Seit letztem Wochendene feiern wir Gottesdienste, die nicht in diesem Sinn öffentlich sind, der doch auch im Sinne der Religionsfreiheit eine Errungenschaft darstellt. Schranken gibt es viele: Es gibt Anmeldesystem und Eintrittskarten. Es gibt Beschränkungen in der Teilnehmendenzahl, Abstandsgebote und den faktischen Ausschluss von Menschen, die einer "Risikogruppe" angehören. Realistisch bedeutet das Messfeiern ohne Alte und Kranke. Ihnen soll im Zweifelsfall der Zutritt verwehrt werden.
Auch die Schranken zwischen dem Laien- und Klerikerstand und ihre voneinander geschiedenen Rollen sind wieder sichtbar. Die ohnehin reale Ständekirche bekommt plötzlich wieder Kontur. Der Kleriker ist Heilsträger, das Volk wohnt dem Messopfer bei. Ministrantinnen und Ministranten sind nicht vorgesehen. Gemeinsamer Gesang ist nicht möglich. Gestern titelte der PEK im Erzbistum Köln: "Erzbistum nutzt Online-Ticketsysteme für sichere Messfeiern". In der Agneskirche brachten Menschen ihre im Internet generierten personalisierten Eintrittskarten mit.
Was signalisiert das? Öffentlichkeit scheint für die Feierkultur in der Liturgie jedenfalls im Moment kein relevanter Faktor (mehr) zu sein. Safety first. Hier verkehrt, wer verzehrt. Ist Religion also doch Privatsache? Welche Folgen dies für das Feiern der Liturgie nach Corona haben wird bleibt abzuwarten, wenn Exklusivität und mangelhafte tätige Teilhabe jedenfalls nicht in der Weise als Problem angesehen werden, dass diese Art zu Feiern grundsätzlich in Frage stünde.

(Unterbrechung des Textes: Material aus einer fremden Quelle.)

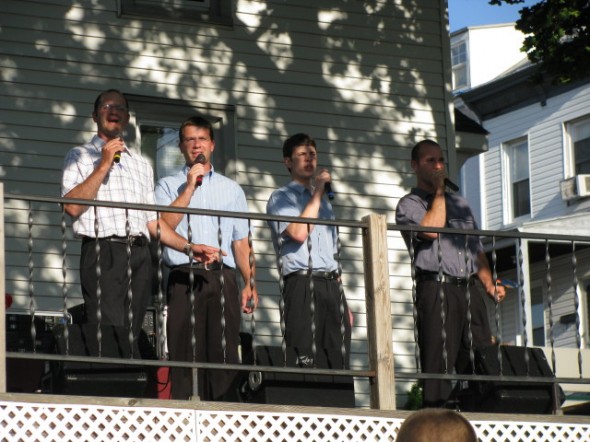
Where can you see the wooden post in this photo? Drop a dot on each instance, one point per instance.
(3, 293)
(379, 312)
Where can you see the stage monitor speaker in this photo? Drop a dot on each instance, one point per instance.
(510, 397)
(97, 379)
(298, 388)
(26, 375)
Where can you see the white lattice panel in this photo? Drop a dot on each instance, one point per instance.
(33, 422)
(272, 427)
(47, 423)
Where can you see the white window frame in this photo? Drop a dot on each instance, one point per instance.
(509, 212)
(463, 65)
(537, 290)
(219, 12)
(169, 113)
(571, 129)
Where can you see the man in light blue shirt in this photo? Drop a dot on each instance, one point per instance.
(303, 197)
(217, 298)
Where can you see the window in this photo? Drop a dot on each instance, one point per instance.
(459, 63)
(153, 129)
(538, 316)
(578, 137)
(187, 11)
(519, 193)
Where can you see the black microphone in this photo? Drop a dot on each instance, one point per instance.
(451, 185)
(117, 156)
(328, 190)
(200, 160)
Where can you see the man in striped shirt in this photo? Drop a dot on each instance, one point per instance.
(217, 299)
(105, 169)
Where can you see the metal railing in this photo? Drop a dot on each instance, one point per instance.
(30, 226)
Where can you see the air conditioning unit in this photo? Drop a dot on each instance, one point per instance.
(575, 187)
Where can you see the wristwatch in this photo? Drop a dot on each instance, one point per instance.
(188, 249)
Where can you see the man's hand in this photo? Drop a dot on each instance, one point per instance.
(438, 180)
(196, 171)
(109, 150)
(496, 292)
(321, 179)
(249, 299)
(207, 254)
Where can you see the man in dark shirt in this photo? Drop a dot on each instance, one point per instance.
(461, 261)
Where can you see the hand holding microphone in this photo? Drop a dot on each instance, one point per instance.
(324, 179)
(328, 190)
(451, 185)
(200, 160)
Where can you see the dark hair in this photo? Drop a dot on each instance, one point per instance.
(437, 424)
(199, 122)
(418, 146)
(295, 141)
(108, 91)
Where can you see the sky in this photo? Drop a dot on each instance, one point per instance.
(463, 13)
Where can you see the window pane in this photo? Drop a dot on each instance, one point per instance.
(459, 77)
(521, 198)
(580, 138)
(538, 316)
(582, 154)
(519, 161)
(459, 54)
(160, 144)
(518, 166)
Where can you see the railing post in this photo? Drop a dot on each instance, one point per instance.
(379, 312)
(3, 293)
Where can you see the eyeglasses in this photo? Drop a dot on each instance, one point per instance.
(114, 107)
(190, 140)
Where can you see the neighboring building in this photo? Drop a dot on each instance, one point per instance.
(481, 53)
(535, 178)
(360, 79)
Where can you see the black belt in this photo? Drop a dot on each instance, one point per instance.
(201, 266)
(446, 279)
(133, 240)
(323, 275)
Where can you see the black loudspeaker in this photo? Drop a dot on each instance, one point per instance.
(97, 379)
(510, 397)
(26, 375)
(298, 388)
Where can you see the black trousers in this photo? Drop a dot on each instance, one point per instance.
(328, 317)
(208, 331)
(115, 304)
(458, 344)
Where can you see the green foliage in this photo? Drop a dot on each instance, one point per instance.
(557, 37)
(414, 401)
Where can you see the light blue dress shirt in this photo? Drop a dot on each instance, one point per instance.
(290, 200)
(216, 193)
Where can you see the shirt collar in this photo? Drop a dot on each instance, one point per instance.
(98, 143)
(186, 168)
(297, 187)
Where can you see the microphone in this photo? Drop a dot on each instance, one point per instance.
(117, 156)
(200, 160)
(451, 185)
(328, 190)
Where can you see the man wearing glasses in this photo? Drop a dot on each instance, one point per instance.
(206, 295)
(105, 169)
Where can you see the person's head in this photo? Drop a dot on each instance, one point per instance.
(300, 157)
(427, 158)
(436, 425)
(196, 136)
(111, 114)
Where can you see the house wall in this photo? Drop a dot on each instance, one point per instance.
(499, 43)
(366, 81)
(543, 125)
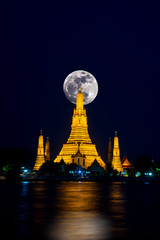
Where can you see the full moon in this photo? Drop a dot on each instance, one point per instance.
(88, 83)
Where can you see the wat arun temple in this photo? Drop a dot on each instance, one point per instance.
(79, 148)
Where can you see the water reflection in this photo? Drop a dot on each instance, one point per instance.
(78, 216)
(117, 203)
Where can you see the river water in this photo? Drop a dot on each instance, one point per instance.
(79, 210)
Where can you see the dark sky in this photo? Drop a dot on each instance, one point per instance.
(118, 42)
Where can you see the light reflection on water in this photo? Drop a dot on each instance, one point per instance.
(65, 210)
(78, 216)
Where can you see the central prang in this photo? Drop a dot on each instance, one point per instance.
(79, 148)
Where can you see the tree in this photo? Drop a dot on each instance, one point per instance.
(144, 163)
(50, 167)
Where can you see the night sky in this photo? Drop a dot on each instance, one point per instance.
(118, 42)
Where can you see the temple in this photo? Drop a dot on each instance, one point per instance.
(126, 164)
(116, 162)
(79, 148)
(40, 153)
(47, 150)
(110, 151)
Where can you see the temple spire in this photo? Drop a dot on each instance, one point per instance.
(116, 162)
(79, 147)
(40, 153)
(47, 150)
(79, 101)
(110, 151)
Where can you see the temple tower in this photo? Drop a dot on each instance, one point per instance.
(40, 153)
(47, 150)
(79, 141)
(110, 151)
(116, 162)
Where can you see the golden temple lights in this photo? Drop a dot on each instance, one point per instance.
(79, 139)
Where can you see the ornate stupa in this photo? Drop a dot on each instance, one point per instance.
(116, 162)
(47, 150)
(126, 164)
(110, 151)
(40, 153)
(79, 145)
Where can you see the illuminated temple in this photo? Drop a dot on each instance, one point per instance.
(79, 148)
(40, 153)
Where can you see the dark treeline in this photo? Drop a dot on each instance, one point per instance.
(12, 159)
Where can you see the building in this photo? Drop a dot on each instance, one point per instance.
(40, 153)
(116, 161)
(110, 152)
(126, 164)
(47, 150)
(79, 145)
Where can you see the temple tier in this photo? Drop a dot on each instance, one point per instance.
(116, 162)
(40, 153)
(79, 140)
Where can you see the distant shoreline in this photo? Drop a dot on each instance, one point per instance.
(94, 179)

Im Gottesdienst gilt das "sowohl als auch": Gefeiert wird ein Geheimnis, das gerade deswegen ein erlösendes Geheimnis ist, weil es nicht hermetisch und privat, sondern öffentlich ist. "Das ist der Tag, den Gott gemacht, der Freud in alle Welt gebracht. Es freut sich, was sich freuen kann, denn Wunder hat der Herr getan." Derzeit feiern wir das Wunder exklusiv. Dass dies kein größeres Problem darzustellen scheint ist jedenfalls kein Grund zur Freude. Gerade haben mir Erstkommunionkinder geschrieben. Sie machen sich Gedanken darüber, wie sie ihre Erstkommunion feiern wollen. "Wenn wir nicht zusammen feiern können verzichten wir lieber, bis das wieder geht." Eine Feier ohne die anderen ist für viele von ihnen nicht vorstellbar. Wir Großen könnten uns daran ein Beispiel nehmen.
Wer eine Messe exklusiv feiert, kann eigentlich nicht verstanden haben, was da gefeiert wird.

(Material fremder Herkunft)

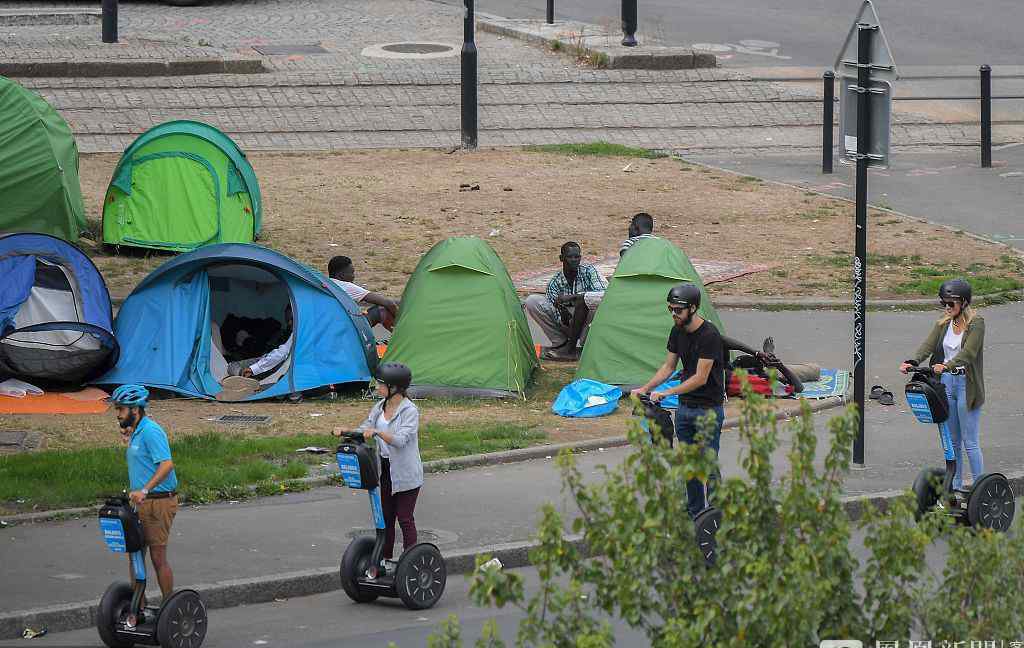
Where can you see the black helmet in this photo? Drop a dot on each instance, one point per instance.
(955, 288)
(685, 295)
(394, 375)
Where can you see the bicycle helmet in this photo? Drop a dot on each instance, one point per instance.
(130, 396)
(394, 375)
(684, 295)
(957, 288)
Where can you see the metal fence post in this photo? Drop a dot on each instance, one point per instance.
(986, 117)
(630, 23)
(827, 106)
(469, 80)
(110, 11)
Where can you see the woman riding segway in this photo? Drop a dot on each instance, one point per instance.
(368, 569)
(956, 342)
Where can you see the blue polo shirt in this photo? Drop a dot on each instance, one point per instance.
(146, 449)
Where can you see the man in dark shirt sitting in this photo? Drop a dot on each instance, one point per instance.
(698, 344)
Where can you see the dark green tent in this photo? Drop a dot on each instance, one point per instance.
(39, 186)
(461, 328)
(627, 339)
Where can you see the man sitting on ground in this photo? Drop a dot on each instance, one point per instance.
(569, 304)
(641, 226)
(384, 309)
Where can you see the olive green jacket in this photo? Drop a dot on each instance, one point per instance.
(970, 356)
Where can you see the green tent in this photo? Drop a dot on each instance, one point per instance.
(627, 340)
(180, 185)
(39, 185)
(461, 327)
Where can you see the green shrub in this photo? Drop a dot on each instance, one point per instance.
(784, 575)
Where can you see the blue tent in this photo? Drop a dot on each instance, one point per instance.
(183, 321)
(54, 312)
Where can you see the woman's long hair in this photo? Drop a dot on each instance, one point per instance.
(968, 313)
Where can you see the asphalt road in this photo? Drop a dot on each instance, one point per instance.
(332, 619)
(807, 32)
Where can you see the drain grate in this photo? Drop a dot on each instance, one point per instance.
(417, 48)
(287, 49)
(238, 419)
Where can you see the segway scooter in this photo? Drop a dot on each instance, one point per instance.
(178, 622)
(657, 420)
(420, 575)
(989, 503)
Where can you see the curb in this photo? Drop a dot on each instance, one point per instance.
(436, 466)
(595, 43)
(223, 594)
(94, 69)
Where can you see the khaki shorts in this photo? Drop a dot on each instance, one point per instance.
(157, 517)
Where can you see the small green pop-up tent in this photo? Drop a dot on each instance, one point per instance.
(461, 327)
(627, 340)
(180, 185)
(38, 167)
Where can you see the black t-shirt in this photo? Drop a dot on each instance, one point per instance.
(706, 343)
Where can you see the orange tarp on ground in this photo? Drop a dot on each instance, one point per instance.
(89, 400)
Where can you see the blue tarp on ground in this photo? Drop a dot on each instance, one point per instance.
(165, 332)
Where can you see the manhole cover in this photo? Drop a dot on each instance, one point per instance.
(238, 419)
(411, 50)
(285, 50)
(417, 48)
(12, 438)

AntwortenLöschenDie Gottesdienste sollten anders ablaufen. Die Quäker machen es besser. Zudem muss man offen sein für Neuoffenbarungen (Beispiel Jakob Lorber). Mehr dazu auf meiner Internetseite (bitte auf meinen Nick-Namen klicken).

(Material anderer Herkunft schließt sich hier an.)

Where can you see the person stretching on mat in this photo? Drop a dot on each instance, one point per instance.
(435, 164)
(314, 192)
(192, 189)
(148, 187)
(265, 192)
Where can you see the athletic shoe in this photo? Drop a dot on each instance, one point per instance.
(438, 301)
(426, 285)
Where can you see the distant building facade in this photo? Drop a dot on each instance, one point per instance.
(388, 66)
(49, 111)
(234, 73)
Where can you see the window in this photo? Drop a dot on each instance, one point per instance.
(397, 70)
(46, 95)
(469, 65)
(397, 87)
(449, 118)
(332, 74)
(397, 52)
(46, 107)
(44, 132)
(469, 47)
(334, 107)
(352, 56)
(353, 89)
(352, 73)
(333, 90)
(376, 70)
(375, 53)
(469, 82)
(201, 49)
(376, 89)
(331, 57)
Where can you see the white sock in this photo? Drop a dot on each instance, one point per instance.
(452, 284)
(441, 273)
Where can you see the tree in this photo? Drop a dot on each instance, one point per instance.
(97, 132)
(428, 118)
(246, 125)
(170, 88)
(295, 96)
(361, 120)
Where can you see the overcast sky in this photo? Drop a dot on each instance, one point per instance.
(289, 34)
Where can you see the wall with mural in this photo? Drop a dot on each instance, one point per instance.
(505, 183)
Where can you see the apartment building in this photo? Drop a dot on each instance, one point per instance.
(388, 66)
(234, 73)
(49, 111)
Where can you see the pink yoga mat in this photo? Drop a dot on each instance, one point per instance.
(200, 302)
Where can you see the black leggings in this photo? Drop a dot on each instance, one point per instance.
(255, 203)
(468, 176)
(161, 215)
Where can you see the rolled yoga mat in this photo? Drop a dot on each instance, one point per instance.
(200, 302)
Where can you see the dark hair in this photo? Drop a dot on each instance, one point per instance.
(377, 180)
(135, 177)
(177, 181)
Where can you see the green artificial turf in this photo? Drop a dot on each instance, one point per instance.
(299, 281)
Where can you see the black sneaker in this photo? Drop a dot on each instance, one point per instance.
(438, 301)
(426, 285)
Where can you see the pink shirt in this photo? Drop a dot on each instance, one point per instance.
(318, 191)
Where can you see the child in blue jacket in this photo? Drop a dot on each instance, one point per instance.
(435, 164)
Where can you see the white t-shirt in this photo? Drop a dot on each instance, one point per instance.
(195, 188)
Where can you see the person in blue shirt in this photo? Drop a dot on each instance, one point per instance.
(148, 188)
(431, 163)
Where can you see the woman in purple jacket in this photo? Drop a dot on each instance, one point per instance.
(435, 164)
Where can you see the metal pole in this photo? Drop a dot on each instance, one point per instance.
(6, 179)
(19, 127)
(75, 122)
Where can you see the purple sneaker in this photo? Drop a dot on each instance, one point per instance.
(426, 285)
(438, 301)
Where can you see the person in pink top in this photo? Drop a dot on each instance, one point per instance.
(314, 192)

AntwortenLöschenEs wird durchaus als Problem wahrgenommen: Menschen, die sonst regelmäßig zum Gottesdienst gehen, bleiben einfach fern. Es fehlt nur eine Möglichkeit, das öffentlich kundzutun, warum man fehlt. Und damit verschwinden einfach noch mehr in der anonymen Masse der Enttäuschten und Frustrierten, und unsere Würdenträger ergehen sich weiter in Selbstmitleid über "die böse Welt da draußen, die die Leute vom Kirchgang abhält".